What is a strangle on LDOS?
A strangle on LDOS is the strangle strategy applied to LDOS (stock). The strategy is structurally neutral / high-volatility (long premium, OTM): A long strangle buys an OTM call and an OTM put at offset strikes, cheaper than a straddle but requiring a larger underlying move to profit since both wings start out-of-the-money. With LDOS stock trading near $123.05, the strikes shown on this page are snapped to the nearest listed LDOS chain strike and the premiums come straight from the end-of-day bid/ask midpoint.
How are LDOS strangle max profit and max loss calculated?
Upside max profit is unbounded; downside max profit is bounded at the put strike minus the combined debit (reached at zero). Max loss equals the combined debit times 100 (reached anywhere between the two OTM strikes). Two breakevens at call-strike plus debit and put-strike minus debit. For the LDOS strangle priced from the end-of-day chain at a 30-day expiry (ATM IV 32.00%), the computed maximum profit is unbounded per contract and the computed maximum loss is -$417.50 per contract. Live intraday quotes will differ as the chain moves through the trading session.
What is the breakeven for a LDOS strangle?
The breakeven for the LDOS strangle priced on this page is roughly $110.83 and $134.18 at expiration, derived from end-of-day chain premiums. Breakeven is the underlying price at which the strategy's P&L crosses zero ignoring transaction costs and assignment risk. The current LDOS market-implied 1-standard-deviation expected move is approximately 9.17%; if the move sits well outside the breakeven distance, the structure's risk-reward becomes correspondingly tighter.
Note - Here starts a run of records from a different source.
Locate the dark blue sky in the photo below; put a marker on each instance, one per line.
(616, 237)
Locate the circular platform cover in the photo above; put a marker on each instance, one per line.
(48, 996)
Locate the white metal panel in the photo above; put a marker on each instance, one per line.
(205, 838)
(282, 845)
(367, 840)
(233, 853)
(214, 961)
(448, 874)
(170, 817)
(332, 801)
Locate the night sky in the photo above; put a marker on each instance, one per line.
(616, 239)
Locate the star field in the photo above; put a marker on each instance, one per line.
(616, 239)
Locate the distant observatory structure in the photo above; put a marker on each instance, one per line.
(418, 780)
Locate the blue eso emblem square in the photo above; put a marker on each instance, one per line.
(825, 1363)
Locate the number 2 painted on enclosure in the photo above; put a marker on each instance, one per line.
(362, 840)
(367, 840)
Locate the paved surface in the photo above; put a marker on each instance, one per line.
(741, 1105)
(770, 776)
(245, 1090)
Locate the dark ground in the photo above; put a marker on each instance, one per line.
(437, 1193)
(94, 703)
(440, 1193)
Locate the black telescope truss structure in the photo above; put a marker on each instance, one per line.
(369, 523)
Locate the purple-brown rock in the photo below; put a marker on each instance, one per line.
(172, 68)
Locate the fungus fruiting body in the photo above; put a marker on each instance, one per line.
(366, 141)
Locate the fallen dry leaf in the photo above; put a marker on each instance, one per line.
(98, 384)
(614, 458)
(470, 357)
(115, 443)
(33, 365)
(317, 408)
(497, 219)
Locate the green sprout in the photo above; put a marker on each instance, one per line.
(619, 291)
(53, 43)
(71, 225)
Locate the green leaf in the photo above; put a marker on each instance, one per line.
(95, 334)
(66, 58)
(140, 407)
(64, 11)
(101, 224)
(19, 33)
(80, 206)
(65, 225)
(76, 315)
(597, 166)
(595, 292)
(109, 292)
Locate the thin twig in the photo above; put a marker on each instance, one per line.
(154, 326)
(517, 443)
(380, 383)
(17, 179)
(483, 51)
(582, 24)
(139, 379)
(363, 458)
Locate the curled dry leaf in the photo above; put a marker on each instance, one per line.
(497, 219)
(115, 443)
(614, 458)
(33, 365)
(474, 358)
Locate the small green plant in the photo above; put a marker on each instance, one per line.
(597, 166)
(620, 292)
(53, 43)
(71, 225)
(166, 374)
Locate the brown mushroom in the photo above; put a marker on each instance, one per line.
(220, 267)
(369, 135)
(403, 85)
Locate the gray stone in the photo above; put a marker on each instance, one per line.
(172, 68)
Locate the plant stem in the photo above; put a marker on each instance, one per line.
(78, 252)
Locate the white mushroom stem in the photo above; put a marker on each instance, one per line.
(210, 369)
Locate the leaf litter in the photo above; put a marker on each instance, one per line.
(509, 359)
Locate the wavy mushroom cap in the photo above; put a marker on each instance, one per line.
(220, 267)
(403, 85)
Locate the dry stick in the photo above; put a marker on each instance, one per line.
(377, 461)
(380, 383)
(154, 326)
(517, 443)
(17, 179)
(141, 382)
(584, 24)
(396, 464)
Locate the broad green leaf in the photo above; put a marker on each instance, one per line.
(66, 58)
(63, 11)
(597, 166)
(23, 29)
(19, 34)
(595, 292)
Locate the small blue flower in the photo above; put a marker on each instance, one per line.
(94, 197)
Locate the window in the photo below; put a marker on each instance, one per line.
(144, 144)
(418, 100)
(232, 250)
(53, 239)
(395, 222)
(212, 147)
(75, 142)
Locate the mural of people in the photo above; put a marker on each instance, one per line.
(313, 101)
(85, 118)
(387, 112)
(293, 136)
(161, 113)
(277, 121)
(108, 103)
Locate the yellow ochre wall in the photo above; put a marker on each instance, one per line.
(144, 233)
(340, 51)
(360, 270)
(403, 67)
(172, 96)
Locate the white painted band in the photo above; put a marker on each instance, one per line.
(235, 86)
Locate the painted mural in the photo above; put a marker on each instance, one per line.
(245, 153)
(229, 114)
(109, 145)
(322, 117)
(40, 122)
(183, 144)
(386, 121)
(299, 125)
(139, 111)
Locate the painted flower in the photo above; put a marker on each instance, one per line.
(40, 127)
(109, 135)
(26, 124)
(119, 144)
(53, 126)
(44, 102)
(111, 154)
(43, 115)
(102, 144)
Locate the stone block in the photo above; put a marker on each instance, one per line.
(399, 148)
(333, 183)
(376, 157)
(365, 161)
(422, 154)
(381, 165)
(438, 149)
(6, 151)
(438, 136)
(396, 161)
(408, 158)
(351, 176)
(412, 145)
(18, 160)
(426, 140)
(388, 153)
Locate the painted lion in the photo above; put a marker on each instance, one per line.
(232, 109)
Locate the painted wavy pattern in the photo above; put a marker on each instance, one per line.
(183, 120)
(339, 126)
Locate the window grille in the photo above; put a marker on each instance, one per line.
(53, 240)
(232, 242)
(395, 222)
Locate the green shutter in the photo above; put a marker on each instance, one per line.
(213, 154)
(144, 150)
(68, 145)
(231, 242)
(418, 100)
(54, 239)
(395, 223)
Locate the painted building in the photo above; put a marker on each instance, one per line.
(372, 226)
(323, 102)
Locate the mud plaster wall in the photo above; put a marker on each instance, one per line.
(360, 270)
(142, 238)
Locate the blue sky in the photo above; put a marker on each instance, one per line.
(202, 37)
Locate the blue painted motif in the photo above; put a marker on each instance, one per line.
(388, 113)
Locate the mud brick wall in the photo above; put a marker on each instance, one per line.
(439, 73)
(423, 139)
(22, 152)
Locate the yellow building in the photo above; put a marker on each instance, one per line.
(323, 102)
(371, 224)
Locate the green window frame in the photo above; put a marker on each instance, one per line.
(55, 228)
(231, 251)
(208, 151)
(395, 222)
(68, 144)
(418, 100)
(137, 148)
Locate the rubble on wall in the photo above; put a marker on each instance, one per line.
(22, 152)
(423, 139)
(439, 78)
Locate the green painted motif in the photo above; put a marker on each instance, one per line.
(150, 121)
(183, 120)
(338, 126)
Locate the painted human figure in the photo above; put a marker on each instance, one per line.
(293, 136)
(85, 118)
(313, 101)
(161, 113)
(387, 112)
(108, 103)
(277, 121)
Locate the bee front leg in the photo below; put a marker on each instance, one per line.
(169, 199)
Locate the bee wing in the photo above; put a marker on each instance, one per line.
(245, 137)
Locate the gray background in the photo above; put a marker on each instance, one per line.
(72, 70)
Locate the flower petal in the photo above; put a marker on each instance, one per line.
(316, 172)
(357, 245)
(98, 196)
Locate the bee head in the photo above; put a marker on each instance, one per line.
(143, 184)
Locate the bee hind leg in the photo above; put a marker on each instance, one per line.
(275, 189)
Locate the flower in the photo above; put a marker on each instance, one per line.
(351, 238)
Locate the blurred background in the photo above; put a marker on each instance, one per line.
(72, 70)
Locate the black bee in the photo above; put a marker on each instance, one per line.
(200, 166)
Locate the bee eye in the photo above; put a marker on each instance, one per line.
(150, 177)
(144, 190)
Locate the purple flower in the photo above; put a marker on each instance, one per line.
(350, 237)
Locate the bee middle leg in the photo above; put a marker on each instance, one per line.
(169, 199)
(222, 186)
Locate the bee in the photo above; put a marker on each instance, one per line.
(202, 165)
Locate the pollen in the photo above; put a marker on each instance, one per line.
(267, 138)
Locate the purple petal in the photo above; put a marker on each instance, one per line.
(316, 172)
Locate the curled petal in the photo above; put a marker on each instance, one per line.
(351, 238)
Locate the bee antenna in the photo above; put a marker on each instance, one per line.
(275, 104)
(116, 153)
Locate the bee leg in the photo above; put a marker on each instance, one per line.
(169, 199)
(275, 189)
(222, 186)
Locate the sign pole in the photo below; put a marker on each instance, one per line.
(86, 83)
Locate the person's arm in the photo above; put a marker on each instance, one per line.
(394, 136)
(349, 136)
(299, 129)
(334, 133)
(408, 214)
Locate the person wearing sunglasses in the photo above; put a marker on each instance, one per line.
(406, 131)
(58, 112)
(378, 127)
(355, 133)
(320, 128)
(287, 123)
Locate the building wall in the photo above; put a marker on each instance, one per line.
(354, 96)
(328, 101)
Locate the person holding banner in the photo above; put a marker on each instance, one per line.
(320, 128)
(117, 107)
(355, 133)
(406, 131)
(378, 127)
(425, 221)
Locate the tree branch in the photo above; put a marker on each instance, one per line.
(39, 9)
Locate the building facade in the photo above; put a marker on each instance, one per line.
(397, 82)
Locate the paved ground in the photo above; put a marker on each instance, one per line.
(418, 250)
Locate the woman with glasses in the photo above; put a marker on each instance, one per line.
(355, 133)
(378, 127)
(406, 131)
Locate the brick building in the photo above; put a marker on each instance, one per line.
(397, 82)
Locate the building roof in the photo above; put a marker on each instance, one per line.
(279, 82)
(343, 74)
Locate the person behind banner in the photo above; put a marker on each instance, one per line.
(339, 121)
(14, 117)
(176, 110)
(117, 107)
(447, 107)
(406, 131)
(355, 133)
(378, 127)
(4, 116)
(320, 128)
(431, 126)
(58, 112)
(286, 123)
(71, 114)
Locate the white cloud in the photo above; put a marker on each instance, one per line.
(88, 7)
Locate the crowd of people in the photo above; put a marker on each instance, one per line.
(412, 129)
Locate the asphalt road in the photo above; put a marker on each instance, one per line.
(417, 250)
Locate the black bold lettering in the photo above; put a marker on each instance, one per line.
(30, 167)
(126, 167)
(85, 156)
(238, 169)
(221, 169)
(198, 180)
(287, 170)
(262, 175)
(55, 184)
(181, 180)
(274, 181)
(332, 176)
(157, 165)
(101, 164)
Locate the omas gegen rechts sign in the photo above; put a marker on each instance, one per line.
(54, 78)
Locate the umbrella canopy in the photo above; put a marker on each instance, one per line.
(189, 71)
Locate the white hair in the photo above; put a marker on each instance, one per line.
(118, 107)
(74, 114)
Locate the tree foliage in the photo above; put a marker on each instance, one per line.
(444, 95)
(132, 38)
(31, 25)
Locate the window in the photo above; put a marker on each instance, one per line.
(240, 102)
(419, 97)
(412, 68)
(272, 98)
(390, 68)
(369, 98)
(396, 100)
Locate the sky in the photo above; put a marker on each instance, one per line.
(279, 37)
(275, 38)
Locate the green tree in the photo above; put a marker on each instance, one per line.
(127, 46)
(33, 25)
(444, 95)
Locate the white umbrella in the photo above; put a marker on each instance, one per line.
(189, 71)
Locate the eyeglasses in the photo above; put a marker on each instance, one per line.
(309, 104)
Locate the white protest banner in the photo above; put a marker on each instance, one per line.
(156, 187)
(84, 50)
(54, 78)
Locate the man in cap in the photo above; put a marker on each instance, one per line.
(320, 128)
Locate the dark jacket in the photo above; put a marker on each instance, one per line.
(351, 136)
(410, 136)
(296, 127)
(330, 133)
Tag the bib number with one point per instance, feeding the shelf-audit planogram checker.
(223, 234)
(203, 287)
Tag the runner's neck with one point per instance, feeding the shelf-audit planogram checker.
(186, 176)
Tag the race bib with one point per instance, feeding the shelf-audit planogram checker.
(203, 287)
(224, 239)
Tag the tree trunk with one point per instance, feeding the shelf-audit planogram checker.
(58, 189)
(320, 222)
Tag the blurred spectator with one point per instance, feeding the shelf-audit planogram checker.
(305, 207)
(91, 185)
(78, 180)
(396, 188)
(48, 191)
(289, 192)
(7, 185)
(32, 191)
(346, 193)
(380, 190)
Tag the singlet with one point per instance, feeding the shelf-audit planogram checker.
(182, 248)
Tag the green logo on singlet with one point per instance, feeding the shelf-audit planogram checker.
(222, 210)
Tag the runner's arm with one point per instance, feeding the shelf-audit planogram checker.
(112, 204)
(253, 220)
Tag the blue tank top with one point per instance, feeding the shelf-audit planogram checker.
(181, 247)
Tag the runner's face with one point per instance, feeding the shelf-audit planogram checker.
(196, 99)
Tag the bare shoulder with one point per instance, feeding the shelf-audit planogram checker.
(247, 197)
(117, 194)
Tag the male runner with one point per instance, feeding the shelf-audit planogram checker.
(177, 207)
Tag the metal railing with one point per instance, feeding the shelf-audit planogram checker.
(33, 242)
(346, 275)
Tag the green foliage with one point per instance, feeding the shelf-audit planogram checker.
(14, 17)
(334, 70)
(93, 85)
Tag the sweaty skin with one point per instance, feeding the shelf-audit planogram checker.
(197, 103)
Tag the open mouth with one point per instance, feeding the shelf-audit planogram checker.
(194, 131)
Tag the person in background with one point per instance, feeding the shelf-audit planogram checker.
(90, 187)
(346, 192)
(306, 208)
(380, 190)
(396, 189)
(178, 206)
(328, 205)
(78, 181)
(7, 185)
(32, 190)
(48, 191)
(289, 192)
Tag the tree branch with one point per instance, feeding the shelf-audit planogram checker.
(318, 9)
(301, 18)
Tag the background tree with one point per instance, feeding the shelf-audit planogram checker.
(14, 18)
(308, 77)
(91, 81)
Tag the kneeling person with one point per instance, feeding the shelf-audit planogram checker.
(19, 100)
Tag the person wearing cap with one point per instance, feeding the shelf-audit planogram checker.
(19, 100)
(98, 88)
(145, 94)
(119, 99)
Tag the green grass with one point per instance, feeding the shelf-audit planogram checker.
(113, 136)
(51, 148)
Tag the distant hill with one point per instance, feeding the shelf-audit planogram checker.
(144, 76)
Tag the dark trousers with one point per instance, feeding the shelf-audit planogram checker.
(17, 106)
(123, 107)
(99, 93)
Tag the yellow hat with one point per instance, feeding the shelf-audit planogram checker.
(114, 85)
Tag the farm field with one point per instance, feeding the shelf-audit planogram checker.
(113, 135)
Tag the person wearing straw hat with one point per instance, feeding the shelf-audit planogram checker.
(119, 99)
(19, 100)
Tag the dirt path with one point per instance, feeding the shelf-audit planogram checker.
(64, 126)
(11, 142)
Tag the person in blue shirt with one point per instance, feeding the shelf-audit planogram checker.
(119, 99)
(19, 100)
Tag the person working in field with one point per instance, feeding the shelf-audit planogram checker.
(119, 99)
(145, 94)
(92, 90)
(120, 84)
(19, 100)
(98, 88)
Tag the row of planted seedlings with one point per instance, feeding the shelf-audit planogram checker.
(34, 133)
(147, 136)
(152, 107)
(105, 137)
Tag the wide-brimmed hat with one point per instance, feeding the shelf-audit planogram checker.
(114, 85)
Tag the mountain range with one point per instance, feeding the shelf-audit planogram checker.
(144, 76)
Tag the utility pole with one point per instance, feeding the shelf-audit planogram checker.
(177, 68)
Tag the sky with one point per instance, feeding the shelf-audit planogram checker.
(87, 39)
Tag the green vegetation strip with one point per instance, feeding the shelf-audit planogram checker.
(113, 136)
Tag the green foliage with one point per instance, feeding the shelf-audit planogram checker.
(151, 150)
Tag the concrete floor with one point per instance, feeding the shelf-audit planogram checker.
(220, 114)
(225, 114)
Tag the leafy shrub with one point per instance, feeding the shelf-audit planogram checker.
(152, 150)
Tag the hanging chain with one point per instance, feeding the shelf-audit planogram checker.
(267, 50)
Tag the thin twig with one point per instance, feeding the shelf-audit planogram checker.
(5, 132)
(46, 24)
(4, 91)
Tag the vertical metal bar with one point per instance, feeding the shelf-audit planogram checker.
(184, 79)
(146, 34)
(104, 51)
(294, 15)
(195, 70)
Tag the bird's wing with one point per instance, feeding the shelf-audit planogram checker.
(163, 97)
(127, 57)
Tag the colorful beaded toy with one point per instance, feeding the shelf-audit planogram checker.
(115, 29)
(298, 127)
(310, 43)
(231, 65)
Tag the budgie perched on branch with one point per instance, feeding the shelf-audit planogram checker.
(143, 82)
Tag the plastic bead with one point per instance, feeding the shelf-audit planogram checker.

When should you consider a strangle on LDOS?
Strangles on LDOS are the cheaper cousin of the straddle - traders use them when they want a large directional move but are willing to give up the inner-strike sensitivity in exchange for a lower up-front debit on the LDOS chain.
How does current LDOS implied volatility affect this strangle?
LDOS ATM IV is at 32.00% with IV rank near 41.77%, which is mid-range against its 1-year history. Strategy selection depends more on directional thesis and expected move than on a strong IV signal.